[PATCH] stop_machine() vs. synchronous IPI send deadlock

From: Kirill Korotaev
Date: Wed Nov 09 2005 - 06:07:46 EST


Hello Andrew,

This patch fixes deadlock of stop_machine() vs. synchronous IPI send.
The problem is that stop_machine() disables interrupts before disabling preemption on other CPUs.

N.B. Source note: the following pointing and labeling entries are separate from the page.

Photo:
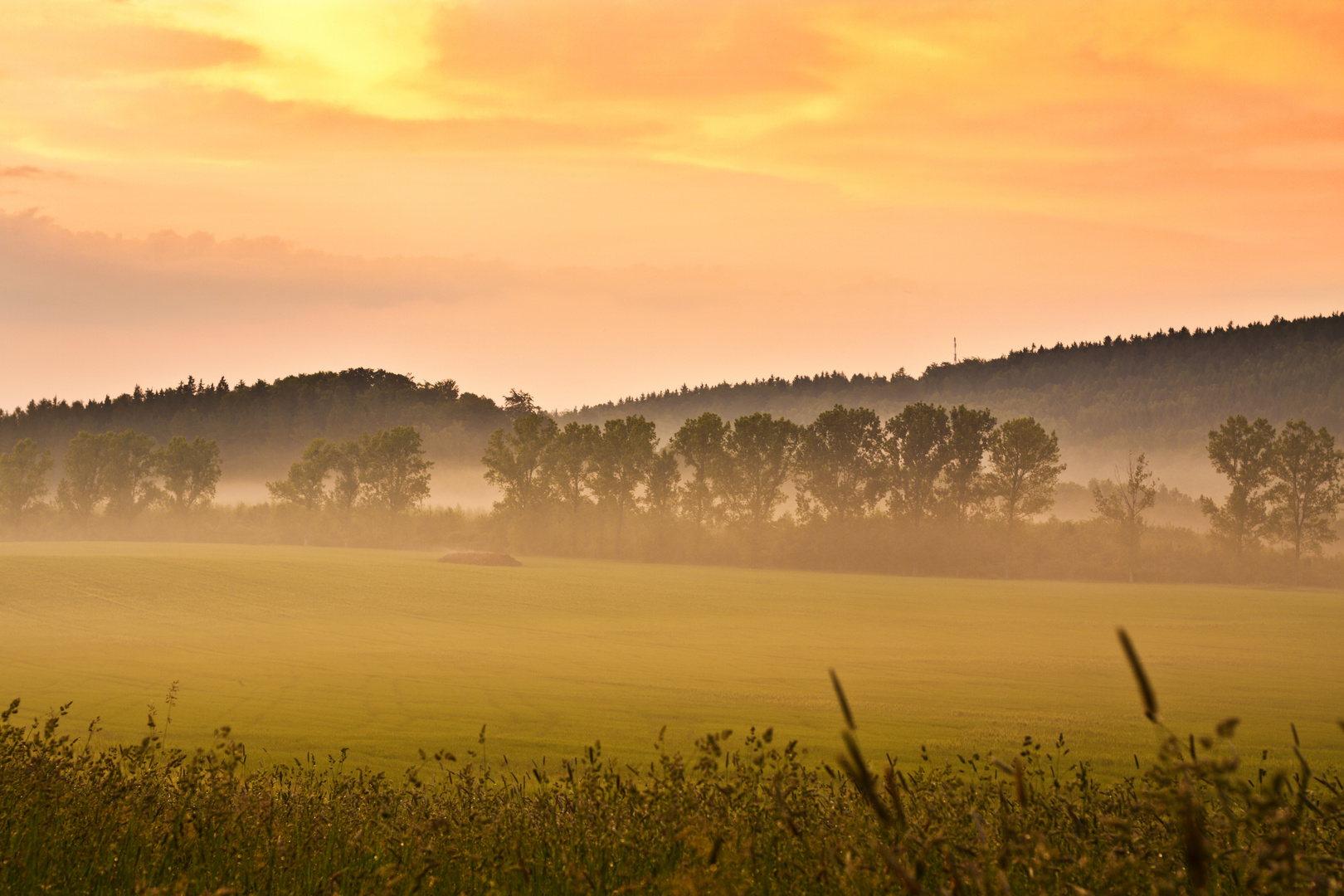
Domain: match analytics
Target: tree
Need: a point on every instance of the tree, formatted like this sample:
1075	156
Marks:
1023	469
569	468
518	403
23	479
514	462
350	461
967	445
839	466
305	485
129	462
758	460
660	488
190	469
396	470
1308	486
917	451
1124	504
699	444
624	455
1241	450
84	466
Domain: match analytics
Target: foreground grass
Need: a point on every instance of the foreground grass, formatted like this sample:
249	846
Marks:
750	820
385	653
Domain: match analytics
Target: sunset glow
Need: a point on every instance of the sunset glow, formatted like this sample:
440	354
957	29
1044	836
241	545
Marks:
475	190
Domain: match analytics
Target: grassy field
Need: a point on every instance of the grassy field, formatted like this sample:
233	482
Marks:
311	650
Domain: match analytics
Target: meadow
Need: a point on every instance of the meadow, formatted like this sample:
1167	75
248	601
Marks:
311	650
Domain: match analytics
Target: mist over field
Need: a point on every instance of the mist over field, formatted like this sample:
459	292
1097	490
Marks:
667	446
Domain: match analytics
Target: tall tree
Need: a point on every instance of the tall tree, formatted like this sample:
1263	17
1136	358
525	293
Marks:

So if another CPU is preempted and then calls something like flush_tlb_all() it will deadlock with CPU doing stop_machine() and which can't process IPI due to disabled IRQs.

I changed stop_machine() to do the same things exactly as it does on other CPUs, i.e. it should disable preemption first on _all_ CPUs including itself and only after that disable IRQs.

Signed-Off-By: Kirill Korotaev <dev@xxxxx>

Kirill --- ./kernel/stop_machine.c.stpmach 2005-11-01 12:06:03.000000000 +0300
+++ ./kernel/stop_machine.c 2005-11-09 13:58:03.000000000 +0300
@@ -114,13 +114,12 @@ static int stop_machine(void)
return ret;
}

- /* Don't schedule us away at this point, please. */
- local_irq_disable();
-
/* Now they are all started, make them hold the CPUs, ready. */
+ preempt_disable();
stopmachine_set_state(STOPMACHINE_PREPARE);

/* Make them disable irqs. */
+ local_irq_disable();
stopmachine_set_state(STOPMACHINE_DISABLE_IRQ);

return 0;